A thematic map of cumulative case number in affected counties was produced in ArcGIS 9.2 software (ESRI Inc., Redlands, CA, USA) to characterize the spatial distribution of the avian influenza A (H7N9) outbreak during the study period. Epidemic curves (daily numbers of cases over time) were plotted to describe the temporal dynamics of the zoonosis. We calculated the numbers of live poultry markets, domestic birds, pigs and humans within a 50-kilometre radius of each human case by buffer zone analysis.
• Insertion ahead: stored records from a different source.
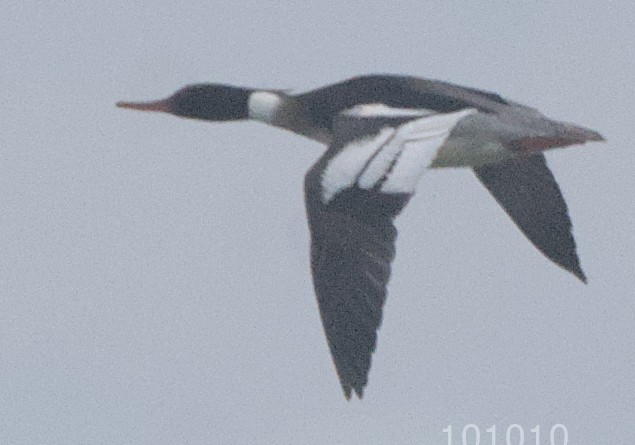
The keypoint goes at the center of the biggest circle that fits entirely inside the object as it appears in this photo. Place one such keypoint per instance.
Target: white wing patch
(342, 171)
(383, 110)
(397, 156)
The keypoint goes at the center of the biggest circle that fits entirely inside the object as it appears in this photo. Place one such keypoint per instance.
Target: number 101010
(513, 435)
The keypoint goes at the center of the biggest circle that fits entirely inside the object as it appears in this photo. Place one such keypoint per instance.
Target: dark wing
(353, 193)
(530, 195)
(352, 246)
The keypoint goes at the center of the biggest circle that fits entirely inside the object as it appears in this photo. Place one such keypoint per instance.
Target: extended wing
(527, 190)
(353, 193)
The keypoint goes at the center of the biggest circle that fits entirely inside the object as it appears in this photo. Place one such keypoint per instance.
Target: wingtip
(581, 276)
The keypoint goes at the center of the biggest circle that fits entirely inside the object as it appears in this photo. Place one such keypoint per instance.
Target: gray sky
(154, 279)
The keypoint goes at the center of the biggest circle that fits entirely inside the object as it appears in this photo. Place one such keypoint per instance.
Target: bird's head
(214, 102)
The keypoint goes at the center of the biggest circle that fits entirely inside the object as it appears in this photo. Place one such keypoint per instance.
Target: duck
(382, 132)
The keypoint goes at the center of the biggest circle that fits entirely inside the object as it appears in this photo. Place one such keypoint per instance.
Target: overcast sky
(154, 277)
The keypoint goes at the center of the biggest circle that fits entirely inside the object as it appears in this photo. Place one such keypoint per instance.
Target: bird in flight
(382, 132)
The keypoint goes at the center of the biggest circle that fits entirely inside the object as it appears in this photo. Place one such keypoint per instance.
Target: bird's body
(382, 132)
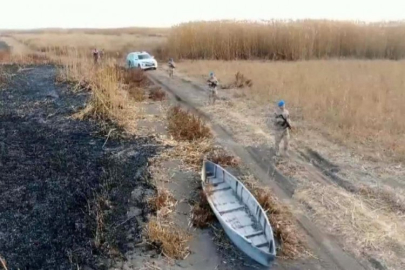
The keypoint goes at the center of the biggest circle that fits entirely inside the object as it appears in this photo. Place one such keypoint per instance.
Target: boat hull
(246, 198)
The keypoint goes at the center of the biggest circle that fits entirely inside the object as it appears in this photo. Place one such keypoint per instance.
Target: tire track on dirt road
(329, 253)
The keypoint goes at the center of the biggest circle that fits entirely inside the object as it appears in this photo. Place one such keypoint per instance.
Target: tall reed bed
(286, 40)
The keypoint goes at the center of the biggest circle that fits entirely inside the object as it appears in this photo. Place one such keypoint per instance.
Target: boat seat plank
(215, 181)
(264, 248)
(229, 207)
(249, 231)
(259, 240)
(223, 196)
(231, 216)
(220, 187)
(241, 222)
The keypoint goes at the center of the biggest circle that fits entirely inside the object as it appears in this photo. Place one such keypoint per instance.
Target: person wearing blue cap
(212, 85)
(282, 125)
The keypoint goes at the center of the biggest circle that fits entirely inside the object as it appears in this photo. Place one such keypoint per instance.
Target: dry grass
(169, 239)
(357, 100)
(185, 126)
(380, 196)
(367, 232)
(163, 202)
(192, 153)
(116, 46)
(240, 82)
(201, 213)
(282, 221)
(280, 40)
(157, 94)
(221, 157)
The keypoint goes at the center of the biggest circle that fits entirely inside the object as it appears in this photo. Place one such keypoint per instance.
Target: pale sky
(23, 14)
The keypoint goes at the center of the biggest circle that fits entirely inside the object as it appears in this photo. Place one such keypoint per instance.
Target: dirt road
(328, 252)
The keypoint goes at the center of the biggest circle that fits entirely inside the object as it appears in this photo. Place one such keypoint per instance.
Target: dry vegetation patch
(163, 202)
(172, 241)
(221, 157)
(333, 96)
(368, 232)
(286, 40)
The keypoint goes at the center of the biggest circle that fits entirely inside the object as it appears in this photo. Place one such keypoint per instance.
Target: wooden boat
(243, 219)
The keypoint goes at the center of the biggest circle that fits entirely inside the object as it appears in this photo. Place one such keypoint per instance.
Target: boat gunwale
(204, 178)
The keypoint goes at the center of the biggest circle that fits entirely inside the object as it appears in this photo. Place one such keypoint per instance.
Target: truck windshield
(143, 56)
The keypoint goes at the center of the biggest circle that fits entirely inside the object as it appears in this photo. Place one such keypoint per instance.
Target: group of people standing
(280, 119)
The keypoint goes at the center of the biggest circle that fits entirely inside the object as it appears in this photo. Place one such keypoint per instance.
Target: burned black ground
(63, 196)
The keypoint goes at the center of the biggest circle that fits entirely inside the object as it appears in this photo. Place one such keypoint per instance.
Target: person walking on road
(282, 125)
(212, 85)
(95, 55)
(172, 66)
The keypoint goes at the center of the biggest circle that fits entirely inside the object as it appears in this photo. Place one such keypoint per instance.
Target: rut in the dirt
(63, 198)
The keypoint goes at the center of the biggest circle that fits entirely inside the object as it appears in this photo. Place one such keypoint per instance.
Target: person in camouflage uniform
(282, 126)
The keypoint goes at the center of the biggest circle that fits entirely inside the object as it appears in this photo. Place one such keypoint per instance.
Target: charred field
(65, 186)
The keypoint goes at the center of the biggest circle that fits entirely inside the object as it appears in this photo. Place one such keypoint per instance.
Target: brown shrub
(172, 241)
(282, 222)
(186, 126)
(134, 77)
(162, 200)
(241, 81)
(220, 157)
(157, 94)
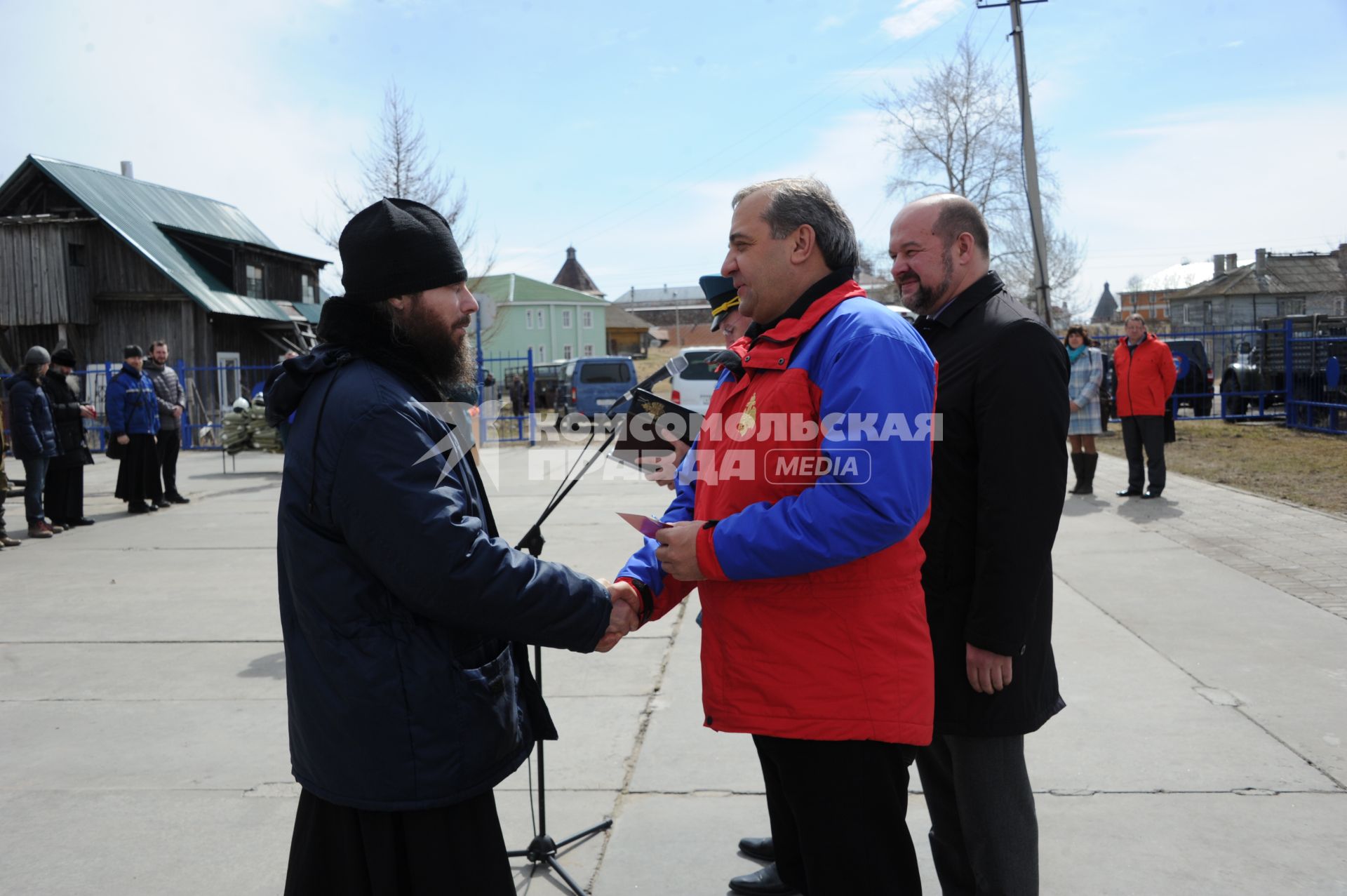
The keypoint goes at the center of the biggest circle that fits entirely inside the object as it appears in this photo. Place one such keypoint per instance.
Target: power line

A BRT model was built at the county level in this study to identify risk factors associated with the occurrence of human H7N9 infections and to predict the high-risk areas. All 68 counties with reported avian influenza A (H7N9) cases were considered as the positives and the negatives were selected randomly from all 2854 counties without reported human infections. BRT modeling is efficient for predicting distributions of organisms while accounting for non-linear relationships and interactions between covariates17,18 and it has been proved to be successful for mapping the distribution of HPAI H5N1 risk33. For the BRT model, a bootstrapping procedure was employed to provide a robust estimation of model parameters. A tree complexity of 4, a learning rate of 0.005 and a bag fraction of 75% were used to identify the optimal tree for each bootstrap data. The weight of each variable was estimated from the identified trees and served as an indicator of each variable's importance for predicting H7N9 presence/absence. One should note that these weights are not absolute metrics and the weights of all variables of a BRT model sum to 1. In the bootstrapping procedure, the following sequential steps were repeated 50 times: firstly, 340 counties were randomly selected without replacement from all 2854 counties without H7N9 cases throughout mainland China and were then combined with the 68 counties with H7N9 cases to form a balanced bootstrap dataset (5-to-1 case-control ratio). Secondly, a training dataset with 75% of the points and a test dataset with 25% of the points were randomly selected from the current bootstrap data for building and validating the model, respectively. Thirdly, a BRT model was built using the training set and then the model equations from BRT model was validated using the test set, which in turn was assessed using ROC curves and areas under the curve (AUC); goodness of fit of the model was evaluated using the Hosmer-Lemeshow test34. Finally, a risk map predicted by the model was created. The mean value and standard deviation of parameter estimates over 50 resampled datasets were calculated and the risk map in relation to presence of the avian influenza A (H7N9) was created based on the average predicted probabilities33. In addition, we performed sensitivity analysis for BRT models using importance sampling for all “controls” restricted to counties in the 10 provinces with H7N9 cases.